The valley is home to one of the most important paleontological sites in Africa. The more than 4 million year old finds are an important link in the human family tree. Outstanding are the fossil remains of “Lucy”, an Australopithecus afarensis, discovered in 1974.
Valley on the lower reaches of the Awash River: facts
|Official title:||Valley on the lower reaches of the Awash River|
|Cultural monument:||In the desert-like landscape of the Lower Awash Valley, 3.5 million year old fossilized bone fragments from “Lucy” and another 316 fossils belonging to around 40 human species were found; »Australopithecus afarensis« (»Southern Man of Afar«) as a scientific term for the »human«; Height about 120 cm|
|Country:||Ethiopia, Welo; See itypeusa|
|Location:||Lower Awash Valley, in northeast Ethiopia, near the border with Djibouti|
|Meaning:||one of the most important paleontological sites in Africa and a source for determining human origins|
Valley on the lower reaches of the Awash River: history
|around 3.5 million to 1.7 million years ago||Habitat of humans|
|1974||Find of »Lucy«|
|1977||Cessation of excavations in the course of the Ethiopian civil war after 6000 bones of primeval animals have been secured|
|1992||new scientific digs|
The cradle of humanity
First, US researcher Donald Johanson came across animal fossils during his excavations in the winter of 1974 near the city of Hadar.

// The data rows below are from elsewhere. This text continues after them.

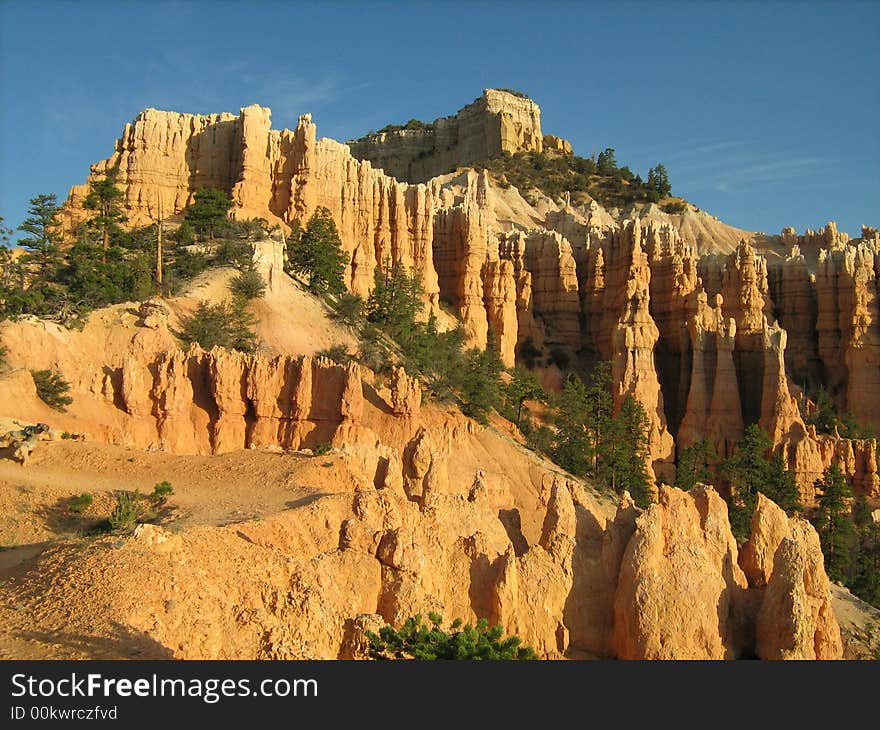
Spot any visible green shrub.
[229,269,266,300]
[150,481,174,505]
[175,297,257,352]
[660,200,687,213]
[31,370,73,411]
[367,613,538,660]
[67,492,95,515]
[107,491,144,533]
[318,343,354,365]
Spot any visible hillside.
[0,89,880,659]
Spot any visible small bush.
[107,491,144,532]
[333,292,364,326]
[312,441,333,456]
[68,492,95,515]
[367,613,538,660]
[31,370,73,411]
[660,200,687,214]
[150,481,174,505]
[229,269,266,300]
[318,343,354,365]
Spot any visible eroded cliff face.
[348,89,548,182]
[65,105,438,303]
[58,99,880,501]
[0,460,842,659]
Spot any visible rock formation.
[348,89,552,182]
[65,96,880,501]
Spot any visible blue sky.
[0,0,880,235]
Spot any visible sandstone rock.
[138,299,169,329]
[739,492,791,588]
[391,367,422,417]
[614,485,746,659]
[756,519,843,659]
[348,89,544,182]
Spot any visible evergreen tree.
[83,170,128,263]
[760,454,803,514]
[502,368,547,428]
[814,464,855,583]
[648,164,672,199]
[288,207,349,295]
[850,495,880,608]
[597,395,651,508]
[185,188,232,241]
[367,262,424,347]
[18,195,61,287]
[721,424,801,542]
[721,424,773,542]
[175,297,257,352]
[584,362,614,474]
[553,373,592,476]
[675,439,715,491]
[596,147,617,175]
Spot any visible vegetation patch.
[31,370,73,411]
[367,613,538,660]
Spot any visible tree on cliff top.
[287,206,349,295]
[83,169,128,263]
[18,194,61,287]
[814,464,855,583]
[721,423,801,542]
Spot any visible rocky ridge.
[58,92,880,501]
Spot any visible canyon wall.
[65,102,880,501]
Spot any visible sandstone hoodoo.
[0,89,880,659]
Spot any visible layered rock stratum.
[0,90,880,659]
[58,90,880,501]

On that November day, Johanson’s archaeological yield was not limited to the remains of prehistoric elephants: “AL 288-1”, as the location in the hilly steppe landscape near the Afar Depression was soberly scientifically called, contained it in the history of research on most complete surviving remains of a human-like being. With painstaking detailed work, the American-French team succeeded in putting together a good 40 percent of the skeleton. Based on the Beatles hit “Lucy in the Sky with Diamonds”, which was heard from all transistor radios at the time, the researchers nicknamed their find “Lucy”. When the age determination was completed,
Classified in the specially created hominid species »Australopithecus afarensis«, Lucy and the other human-like species from the Awash Valley belong to the genus of Australopithecines. The experts today agree that the Australopithecines lived exclusively in Africa. Researcher Mary Leakey was able to prove that her representatives in the southern and eastern parts of the continent were already walking in a human-like manner – albeit probably far less elegantly than Homo sapiens – on two legs: her team was in Laetoli (Tanzania) at a length of 24 meters found a fossilized and 3.5 million year old footprint. Because the excavation sites around Hadar produced the largest collection of Australopithecus fossils to date,
That the soil in this river valley harbors further surprises has become clear since the excavations were resumed at the beginning of the nineties. The fossils uncovered in the village of Aramis in 1993 and attributed to Lucy’s predecessors are around a million years older. They impressively prove that the cradle of mankind was most likely in this part of Africa. Lucy and her companions had rather short arms compared to their long torso and legs. Their muscular hands, which had long fingers, resembled the hands of great apes. This peculiarity suggests that the australopithecines, whose male representatives were significantly larger than the female beings, also lived in trees in certain ape-style situations and needed strong hands. to be able to move safely from branch to branch. Today’s human being is characterized by extreme dexterity, Lucy and her conspecifics who had chimpanzee-like skulls, on the other hand, could neither arch their hands nor bring the tips of their thumbs and forefingers together. Weighing around 400 grams, the australopitecins had a brain as big as today’s chimpanzees. Representatives of both sexes had strongly developed jaws, but their rounded dental arches and smaller canines indicate a higher level of development. Weighing around 400 grams, the australopitecins had a brain as big as today’s chimpanzees. Representatives of both sexes had strongly developed jaws, but their rounded dental arches and smaller canines indicate a higher level of development. Weighing around 400 grams, the australopitecins had a brain as big as today’s chimpanzees. Representatives of both sexes had strongly developed jaws, but their rounded dental arches and smaller canines indicate a higher level of development.
Plant and animal fossils provided the scientists working on site with important knowledge about the prehistoric appearance of the Awash Valley. According to this, tree savannahs shaped this hot and humid habitat, which Lucy and her relatives shared with “hipparions” – small wild horses -, trunk-bearing “dinotheria”, primeval rhinos and tiger-like saber-toothed cats.
If the people resembling themselves wanted to assert themselves there, they inevitably had to develop a faster mode of locomotion: “Bipedality”, as the upright gait without the use of hands is called, plays a key role in evolutionary history. It formed the most important basis for the development of craft activities.